Because the file is written by your agent, it works with whatever AGENT_CMD points at — the platform stays agent-agnostic.
Chat & your agent
Type instructions; your machine's agent runs them and streams back.
Each message runs your configured AGENT_CMD in PROJECT_DIR. Follow-up messages continue the same conversation, so context carries over. Hit New chat to start fresh.
The prompt is passed to the agent as a single argument — never shell-interpolated.
Away from keyboard
Because the connector holds the link open, you can walk away and keep driving the agent from your phone. Great for kicking off a change while you're out.
Tunnels
Expose a local port at an owner-only URL.
Register a port in the dashboard (or with --expose), then open the generated URL:
https://<name>-<username>.t.solsquare.app
Each tunnel gets its own subdomain, so apps load at the root and their absolute asset paths (like /_next/…) resolve correctly.
Access is owner-only
Every request checks a valid session and that the tunnel belongs to you. Opened logged-out or by anyone else, it's refused.
Access tokens
Account-level API keys — one works across all your projects.

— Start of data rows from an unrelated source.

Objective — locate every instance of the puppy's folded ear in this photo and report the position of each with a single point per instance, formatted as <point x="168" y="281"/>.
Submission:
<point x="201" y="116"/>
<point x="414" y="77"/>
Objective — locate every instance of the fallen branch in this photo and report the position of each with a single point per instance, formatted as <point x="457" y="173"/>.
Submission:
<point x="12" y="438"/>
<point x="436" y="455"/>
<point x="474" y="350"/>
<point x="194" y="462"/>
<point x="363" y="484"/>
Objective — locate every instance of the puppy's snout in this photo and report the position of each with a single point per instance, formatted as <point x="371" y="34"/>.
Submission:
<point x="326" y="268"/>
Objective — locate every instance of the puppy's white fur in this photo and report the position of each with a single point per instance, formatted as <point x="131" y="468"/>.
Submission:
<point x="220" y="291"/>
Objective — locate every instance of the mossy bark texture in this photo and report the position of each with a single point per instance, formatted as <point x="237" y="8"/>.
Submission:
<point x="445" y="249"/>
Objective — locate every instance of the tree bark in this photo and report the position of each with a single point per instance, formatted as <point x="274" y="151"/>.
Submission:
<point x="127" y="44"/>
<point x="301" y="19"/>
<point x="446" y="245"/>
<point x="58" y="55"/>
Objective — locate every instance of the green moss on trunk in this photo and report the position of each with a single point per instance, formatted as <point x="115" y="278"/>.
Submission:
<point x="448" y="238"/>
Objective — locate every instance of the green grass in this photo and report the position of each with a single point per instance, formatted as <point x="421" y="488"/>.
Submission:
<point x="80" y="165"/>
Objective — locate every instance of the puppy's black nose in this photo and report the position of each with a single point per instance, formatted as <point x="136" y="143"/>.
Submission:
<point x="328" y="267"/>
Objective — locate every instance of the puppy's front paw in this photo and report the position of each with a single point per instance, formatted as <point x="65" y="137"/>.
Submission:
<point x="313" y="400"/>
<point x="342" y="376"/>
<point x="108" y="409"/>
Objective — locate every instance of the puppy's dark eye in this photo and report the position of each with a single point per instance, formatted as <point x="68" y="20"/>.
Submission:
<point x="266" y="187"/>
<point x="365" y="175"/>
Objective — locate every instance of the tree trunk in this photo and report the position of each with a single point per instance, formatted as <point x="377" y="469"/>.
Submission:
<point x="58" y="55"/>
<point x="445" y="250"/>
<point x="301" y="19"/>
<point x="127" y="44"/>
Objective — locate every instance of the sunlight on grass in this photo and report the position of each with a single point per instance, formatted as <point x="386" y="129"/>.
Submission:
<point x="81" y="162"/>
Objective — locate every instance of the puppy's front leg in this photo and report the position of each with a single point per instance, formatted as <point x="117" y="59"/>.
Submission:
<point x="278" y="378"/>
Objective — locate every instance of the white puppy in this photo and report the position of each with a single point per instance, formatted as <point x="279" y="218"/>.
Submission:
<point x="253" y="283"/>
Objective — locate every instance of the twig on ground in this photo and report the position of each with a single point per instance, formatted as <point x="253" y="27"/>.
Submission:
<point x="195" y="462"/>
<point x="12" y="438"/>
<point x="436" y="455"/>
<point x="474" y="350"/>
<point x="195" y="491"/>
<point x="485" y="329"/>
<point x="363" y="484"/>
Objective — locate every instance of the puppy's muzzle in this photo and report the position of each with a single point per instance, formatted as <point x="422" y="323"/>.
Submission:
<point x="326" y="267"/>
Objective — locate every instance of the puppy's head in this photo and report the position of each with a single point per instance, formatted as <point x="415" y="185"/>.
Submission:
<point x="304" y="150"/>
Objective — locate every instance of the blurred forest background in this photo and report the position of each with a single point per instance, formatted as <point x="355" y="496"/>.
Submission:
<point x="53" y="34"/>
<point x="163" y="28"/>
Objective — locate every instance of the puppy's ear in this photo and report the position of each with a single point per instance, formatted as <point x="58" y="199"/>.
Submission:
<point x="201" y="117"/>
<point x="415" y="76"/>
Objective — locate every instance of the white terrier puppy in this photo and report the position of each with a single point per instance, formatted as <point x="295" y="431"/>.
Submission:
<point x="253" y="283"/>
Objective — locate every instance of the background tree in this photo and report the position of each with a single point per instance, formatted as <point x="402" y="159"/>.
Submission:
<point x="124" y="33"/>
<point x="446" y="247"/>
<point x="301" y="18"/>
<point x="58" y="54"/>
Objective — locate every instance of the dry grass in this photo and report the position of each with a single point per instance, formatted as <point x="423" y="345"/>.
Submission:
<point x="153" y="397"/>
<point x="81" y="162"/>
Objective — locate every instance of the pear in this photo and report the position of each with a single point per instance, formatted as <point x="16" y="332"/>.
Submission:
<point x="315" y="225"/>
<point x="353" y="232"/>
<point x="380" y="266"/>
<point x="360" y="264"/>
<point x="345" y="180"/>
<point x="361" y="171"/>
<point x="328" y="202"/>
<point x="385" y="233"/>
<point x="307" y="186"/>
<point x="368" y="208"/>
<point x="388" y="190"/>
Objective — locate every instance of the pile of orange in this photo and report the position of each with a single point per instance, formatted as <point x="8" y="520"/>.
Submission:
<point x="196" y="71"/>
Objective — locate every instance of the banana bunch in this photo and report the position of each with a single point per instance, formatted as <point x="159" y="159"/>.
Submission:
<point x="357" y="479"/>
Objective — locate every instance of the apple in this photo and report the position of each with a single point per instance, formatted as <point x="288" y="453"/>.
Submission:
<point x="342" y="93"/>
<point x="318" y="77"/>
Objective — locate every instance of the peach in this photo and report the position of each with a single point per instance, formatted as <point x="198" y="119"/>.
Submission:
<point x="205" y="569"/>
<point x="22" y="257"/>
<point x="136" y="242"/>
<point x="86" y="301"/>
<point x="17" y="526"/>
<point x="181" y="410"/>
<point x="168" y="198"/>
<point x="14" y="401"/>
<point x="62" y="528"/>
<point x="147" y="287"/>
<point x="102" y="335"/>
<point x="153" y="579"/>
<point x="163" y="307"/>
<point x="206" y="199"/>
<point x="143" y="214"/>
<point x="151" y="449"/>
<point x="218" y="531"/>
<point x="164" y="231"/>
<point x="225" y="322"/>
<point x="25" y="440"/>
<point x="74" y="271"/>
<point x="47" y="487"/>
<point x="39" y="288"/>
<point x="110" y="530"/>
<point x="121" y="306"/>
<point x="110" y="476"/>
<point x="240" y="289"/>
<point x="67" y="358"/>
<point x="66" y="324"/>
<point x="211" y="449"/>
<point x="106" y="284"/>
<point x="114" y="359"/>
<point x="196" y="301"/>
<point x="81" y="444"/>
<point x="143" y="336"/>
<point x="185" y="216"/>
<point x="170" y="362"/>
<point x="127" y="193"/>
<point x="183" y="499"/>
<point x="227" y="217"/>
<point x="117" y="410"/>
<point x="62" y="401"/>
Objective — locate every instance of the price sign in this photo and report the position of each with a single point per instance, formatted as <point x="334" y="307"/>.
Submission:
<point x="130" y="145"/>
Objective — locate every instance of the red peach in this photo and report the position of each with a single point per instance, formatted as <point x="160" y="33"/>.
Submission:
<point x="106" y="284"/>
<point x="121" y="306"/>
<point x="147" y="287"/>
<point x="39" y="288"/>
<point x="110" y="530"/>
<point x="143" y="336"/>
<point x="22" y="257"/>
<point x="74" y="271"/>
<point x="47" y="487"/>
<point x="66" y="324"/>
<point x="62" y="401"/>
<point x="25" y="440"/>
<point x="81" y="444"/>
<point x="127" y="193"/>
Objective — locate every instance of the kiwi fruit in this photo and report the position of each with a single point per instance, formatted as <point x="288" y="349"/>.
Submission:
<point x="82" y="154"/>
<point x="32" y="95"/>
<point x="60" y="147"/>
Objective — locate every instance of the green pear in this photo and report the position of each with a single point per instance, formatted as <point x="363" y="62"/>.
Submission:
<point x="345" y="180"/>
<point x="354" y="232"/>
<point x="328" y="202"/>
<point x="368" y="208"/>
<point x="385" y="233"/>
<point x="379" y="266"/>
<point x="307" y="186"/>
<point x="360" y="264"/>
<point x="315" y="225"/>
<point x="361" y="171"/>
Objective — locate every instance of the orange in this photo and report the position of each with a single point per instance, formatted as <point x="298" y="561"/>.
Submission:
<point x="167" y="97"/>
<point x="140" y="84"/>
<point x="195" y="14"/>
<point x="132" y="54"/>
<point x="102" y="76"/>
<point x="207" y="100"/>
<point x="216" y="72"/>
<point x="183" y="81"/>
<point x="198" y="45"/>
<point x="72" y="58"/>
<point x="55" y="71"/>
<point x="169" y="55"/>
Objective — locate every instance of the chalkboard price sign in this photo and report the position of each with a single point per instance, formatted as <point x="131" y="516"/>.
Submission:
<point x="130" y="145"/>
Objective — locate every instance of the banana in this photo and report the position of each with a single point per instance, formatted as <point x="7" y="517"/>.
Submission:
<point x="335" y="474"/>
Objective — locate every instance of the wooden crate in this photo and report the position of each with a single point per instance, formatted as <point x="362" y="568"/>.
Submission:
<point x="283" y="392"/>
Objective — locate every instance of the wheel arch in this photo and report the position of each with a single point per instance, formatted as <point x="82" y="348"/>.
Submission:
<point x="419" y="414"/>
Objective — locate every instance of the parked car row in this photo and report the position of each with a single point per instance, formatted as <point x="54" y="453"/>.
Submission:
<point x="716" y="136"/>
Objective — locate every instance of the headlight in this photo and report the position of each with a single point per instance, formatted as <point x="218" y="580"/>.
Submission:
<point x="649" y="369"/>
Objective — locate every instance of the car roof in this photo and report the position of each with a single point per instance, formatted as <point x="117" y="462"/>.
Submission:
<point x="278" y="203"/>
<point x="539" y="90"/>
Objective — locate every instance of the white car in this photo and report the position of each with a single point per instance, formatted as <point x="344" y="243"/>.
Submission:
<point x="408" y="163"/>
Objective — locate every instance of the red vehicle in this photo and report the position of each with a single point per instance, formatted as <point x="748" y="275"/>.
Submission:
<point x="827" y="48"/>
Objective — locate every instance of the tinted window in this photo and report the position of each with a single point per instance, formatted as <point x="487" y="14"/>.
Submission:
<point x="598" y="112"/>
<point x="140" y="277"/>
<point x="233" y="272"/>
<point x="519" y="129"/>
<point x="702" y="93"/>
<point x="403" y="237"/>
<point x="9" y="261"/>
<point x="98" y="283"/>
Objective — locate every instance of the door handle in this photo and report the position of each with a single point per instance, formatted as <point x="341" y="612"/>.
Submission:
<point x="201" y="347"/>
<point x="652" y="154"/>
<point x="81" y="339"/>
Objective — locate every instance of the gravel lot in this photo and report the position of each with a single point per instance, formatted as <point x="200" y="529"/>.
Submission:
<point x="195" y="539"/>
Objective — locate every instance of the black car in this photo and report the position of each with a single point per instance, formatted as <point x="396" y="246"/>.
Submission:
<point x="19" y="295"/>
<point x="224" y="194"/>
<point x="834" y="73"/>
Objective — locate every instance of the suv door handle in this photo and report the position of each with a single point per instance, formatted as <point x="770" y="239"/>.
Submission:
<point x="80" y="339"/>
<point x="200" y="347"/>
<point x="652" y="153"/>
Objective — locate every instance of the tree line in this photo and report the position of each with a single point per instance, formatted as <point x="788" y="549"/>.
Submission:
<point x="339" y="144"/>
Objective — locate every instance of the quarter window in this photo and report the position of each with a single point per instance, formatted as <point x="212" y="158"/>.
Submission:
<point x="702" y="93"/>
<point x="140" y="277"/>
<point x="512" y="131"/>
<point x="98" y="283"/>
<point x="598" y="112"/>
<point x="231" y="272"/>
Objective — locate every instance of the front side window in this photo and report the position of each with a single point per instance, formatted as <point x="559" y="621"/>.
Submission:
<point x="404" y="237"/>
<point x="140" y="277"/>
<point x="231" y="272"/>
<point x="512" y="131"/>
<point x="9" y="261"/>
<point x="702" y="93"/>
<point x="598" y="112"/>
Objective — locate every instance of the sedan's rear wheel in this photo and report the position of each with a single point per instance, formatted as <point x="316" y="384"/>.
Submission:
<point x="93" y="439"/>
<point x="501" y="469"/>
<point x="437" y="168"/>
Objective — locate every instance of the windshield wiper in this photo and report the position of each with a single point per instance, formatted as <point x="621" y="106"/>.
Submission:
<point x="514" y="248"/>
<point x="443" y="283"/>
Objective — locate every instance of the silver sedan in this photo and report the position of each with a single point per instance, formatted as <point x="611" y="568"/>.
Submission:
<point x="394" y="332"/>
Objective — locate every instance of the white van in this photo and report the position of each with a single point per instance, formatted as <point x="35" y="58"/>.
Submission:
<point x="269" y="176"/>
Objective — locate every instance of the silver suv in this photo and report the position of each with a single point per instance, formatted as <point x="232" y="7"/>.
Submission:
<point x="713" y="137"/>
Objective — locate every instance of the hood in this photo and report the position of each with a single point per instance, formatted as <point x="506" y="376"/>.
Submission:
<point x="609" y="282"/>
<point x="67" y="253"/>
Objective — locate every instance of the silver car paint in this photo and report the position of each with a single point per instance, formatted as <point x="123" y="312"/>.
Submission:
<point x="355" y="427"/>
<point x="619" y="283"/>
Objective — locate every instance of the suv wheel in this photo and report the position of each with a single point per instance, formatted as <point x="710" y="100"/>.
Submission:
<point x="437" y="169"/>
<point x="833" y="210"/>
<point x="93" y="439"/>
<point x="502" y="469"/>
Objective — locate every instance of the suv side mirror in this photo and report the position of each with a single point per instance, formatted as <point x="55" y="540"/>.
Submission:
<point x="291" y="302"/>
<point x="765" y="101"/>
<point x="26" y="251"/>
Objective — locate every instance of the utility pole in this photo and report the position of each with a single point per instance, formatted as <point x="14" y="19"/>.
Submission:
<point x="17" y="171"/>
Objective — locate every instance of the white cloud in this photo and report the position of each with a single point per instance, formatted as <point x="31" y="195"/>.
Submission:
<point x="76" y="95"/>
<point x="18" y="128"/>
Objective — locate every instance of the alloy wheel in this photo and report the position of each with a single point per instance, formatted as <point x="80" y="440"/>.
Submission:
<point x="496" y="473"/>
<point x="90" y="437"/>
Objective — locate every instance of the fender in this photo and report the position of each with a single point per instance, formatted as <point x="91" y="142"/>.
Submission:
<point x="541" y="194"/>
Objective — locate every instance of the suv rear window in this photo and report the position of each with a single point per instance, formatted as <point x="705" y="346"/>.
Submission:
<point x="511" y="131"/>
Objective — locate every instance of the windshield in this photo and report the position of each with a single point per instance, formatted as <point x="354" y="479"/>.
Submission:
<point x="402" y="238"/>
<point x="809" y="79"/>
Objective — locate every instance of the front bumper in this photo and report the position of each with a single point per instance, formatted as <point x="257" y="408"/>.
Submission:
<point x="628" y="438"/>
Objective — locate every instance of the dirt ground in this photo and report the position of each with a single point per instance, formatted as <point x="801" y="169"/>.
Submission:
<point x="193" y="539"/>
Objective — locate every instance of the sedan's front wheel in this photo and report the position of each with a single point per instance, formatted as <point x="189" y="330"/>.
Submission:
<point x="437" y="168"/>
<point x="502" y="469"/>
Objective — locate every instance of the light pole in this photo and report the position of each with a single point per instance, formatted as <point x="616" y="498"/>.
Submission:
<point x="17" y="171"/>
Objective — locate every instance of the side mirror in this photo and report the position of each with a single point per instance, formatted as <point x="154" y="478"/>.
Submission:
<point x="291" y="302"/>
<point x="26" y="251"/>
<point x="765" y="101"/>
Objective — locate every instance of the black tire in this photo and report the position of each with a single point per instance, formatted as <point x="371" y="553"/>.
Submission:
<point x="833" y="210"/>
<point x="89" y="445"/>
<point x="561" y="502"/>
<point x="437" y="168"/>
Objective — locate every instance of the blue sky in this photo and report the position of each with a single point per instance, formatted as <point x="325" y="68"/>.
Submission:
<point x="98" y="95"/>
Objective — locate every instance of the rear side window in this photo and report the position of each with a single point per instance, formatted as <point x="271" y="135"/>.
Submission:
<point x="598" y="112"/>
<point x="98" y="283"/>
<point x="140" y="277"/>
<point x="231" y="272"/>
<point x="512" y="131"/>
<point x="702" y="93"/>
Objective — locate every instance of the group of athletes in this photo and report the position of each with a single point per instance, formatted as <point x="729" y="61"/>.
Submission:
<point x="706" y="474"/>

tunnel login creates one for you automatically, named after your machine, and saves it to ~/.solsquare/config.json. Most people never need to touch this page.
Creating one by hand
For CI, containers, or a shared box, generate a token on the Access page. It's shown once and stored only as a hash. Pass it as TUNNEL_TOKEN and the CLI will skip the login step.
Revoking
Revoke a token anytime from the Access page — any connector using it disconnects immediately and it can't reconnect. tunnel logout revokes that machine's own token.
Resuming a session
Point the app chat at a specific saved agent conversation.
Every message then continues that exact conversation, so the app chat picks up where your desktop session left off. Best used when you drive from one place at a time.
Self-hosting
The platform is a single Node process + SQLite — trivial to run yourself.
Point the CLI at your own server by changing TUNNEL_URL:
TUNNEL_URL=wss://your-host/connect
Bring your own agent, your own machine, your own server. See the repository for deployment configs (Docker, Fly.io, a Caddy + systemd VM).
FAQ
Does Solsquare see my code or keys?
No. The agent runs on your machine with your own tools and API keys. Solsquare only relays chat text and proxies tunnel HTTP.
Does it work behind a corporate firewall?
Yes — the connector dials outbound over WSS, so no inbound ports are needed.
Which agents are supported?
Any CLI agent. The default is claude -p, but you can set AGENT_CMD to anything.
What's free vs Pro?
Free includes 1 project with all features. Pro ($4.99/mo) unlocks unlimited projects.